No está por eso fuera de lugar alertar a aquellos cristianos que con entusiasmo se abren a ciertas propuestas provenientes de las tradiciones religiosas del Extremo Oriente en materia, por ejemplo, de técnicas y métodos de meditación y de ascesis. En algunos ambientes se han convertido en una especie de moda que se acepta de manera más bien acrítica. Es necesario conocer primero el propio patrimonio espiritual y reflexionar sobre si es justo arrinconarlo tranquilamente. Es obligado hacer aquí referencia al importante aunque breve documento de la Congregación para la Doctrina de la Fe «sobre algunos aspectos de la meditación cristiana» (15.X.1989). En él se responde precisamente a la cuestión de «si y cómo» la oración cristiana «puede ser enriquecida con los métodos de meditación nacidos en el contexto de religiones y culturas distintas» (n. 3).

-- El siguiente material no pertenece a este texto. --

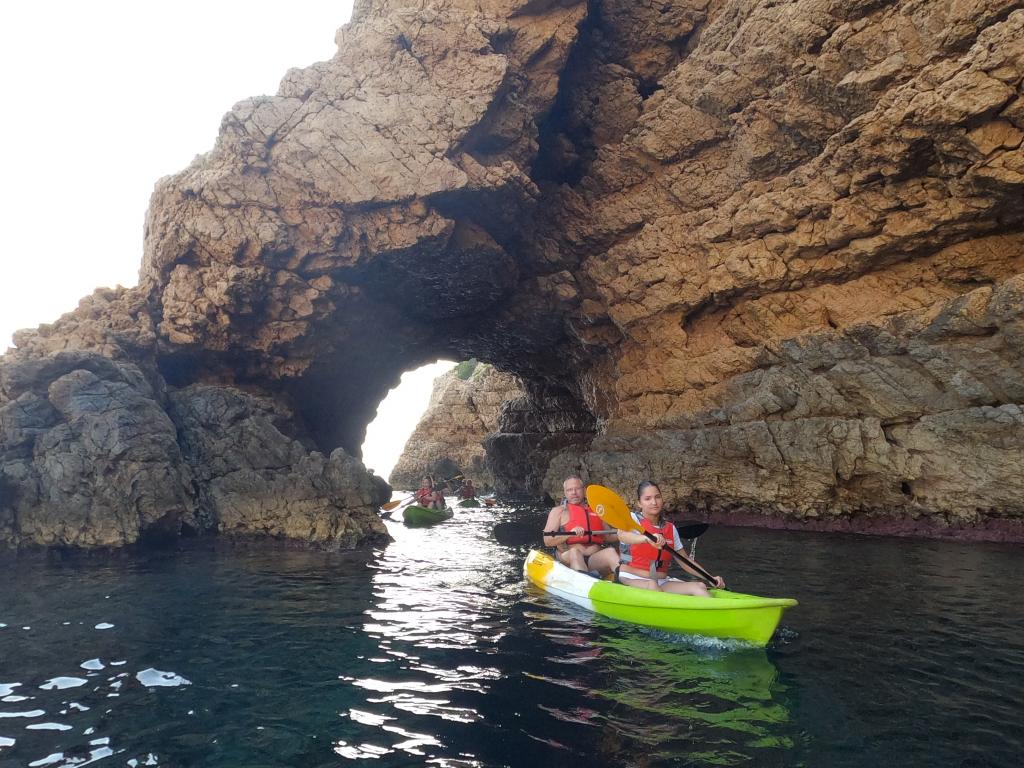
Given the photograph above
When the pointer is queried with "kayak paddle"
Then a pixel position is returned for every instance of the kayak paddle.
(569, 532)
(396, 503)
(610, 508)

Cuestión aparte es el renacimiento de las antiguas ideas gnósticas en la forma de la llamada New Age. No debemos engañarnos pensando que ese movimiento pueda llevar a una renovación de la religión. Es solamente un nuevo modo de practicar la gnosis, es decir, esa postura del espíritu que, en nombre de un profundo conocimiento de Dios, acaba por tergiversar Su Palabra sustituyéndola por palabras que son solamente humanas. La gnosis no ha desaparecido nunca del ámbito del cristianismo, sino que ha convivido siempre con él, a veces bajo la forma de corrientes filosóficas, más a menudo con modalidades religiosas o pararreligiosas, con una decidida aunque a veces no declarada divergencia con lo que es esencialmente cristiano.
(Juan Pablo II, Cruzando el Umbral de la Esperanza, Capítulo 14).